Le dopage de Lance Armstrong, une affaire d’État ?

Publié Par Contrepoints, le dans Sport

Tout cela n’a pas commencé (et ne finira pas) avec les 7 victoires au Tour de France enlevées à Lance Armstrong pour dopage.

Par Ed Krayewski.

Le cycliste Lance Armstrong n’a jamais été contrôlé positif aux tests de dépistage des substances illicites, malgré des années de soupçon d’utilisation de produits dopants. Armstrong a gagné sept titres de Tour de France consécutifs entre 1999 et 2005 et a été blanchi après chaque victoire.

Et pourtant Armstrong a été déchu de ses titres du Tour récemment par l’Agence Antidopage des États-Unis (USADA), qui est en réalité une organisation « non-gouvernementale » qui reçoit près de 10 millions de dollars par an de l’Office of National Drug Control Policy [pdf].

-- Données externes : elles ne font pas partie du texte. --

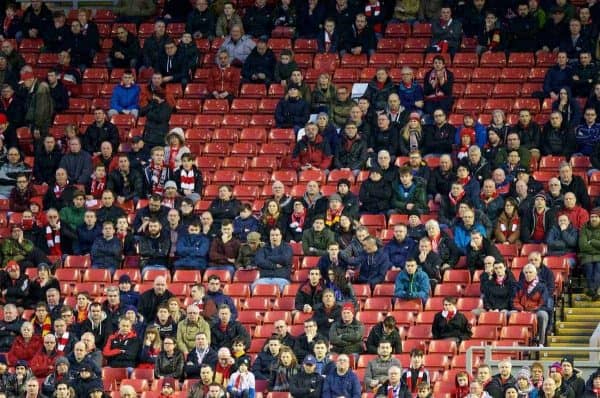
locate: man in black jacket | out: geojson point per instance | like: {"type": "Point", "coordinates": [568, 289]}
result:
{"type": "Point", "coordinates": [307, 383]}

L’USADA affirme avoir au moins 10 anciens coéquipiers qui témoigneraient contre Armstrong. Ce dernier a refusé de participer à une enquête plus approfondie. Selon les règles de l’USADA, cela vaut aveu, et l’USADA estime qu’elle a autorité pour retirer à Armstrong ses titres gagnés en France, car elle fait partie de l’Agence Mondiale Antidopage et que l’AMA est liée par les décisions de ses membres. Pendant ce temps-là, l’Union Internationale du Cyclisme, qui organise le Tour de France, annonce attendre l’explication complète de l’USADA sur son dossier contre Armstrong.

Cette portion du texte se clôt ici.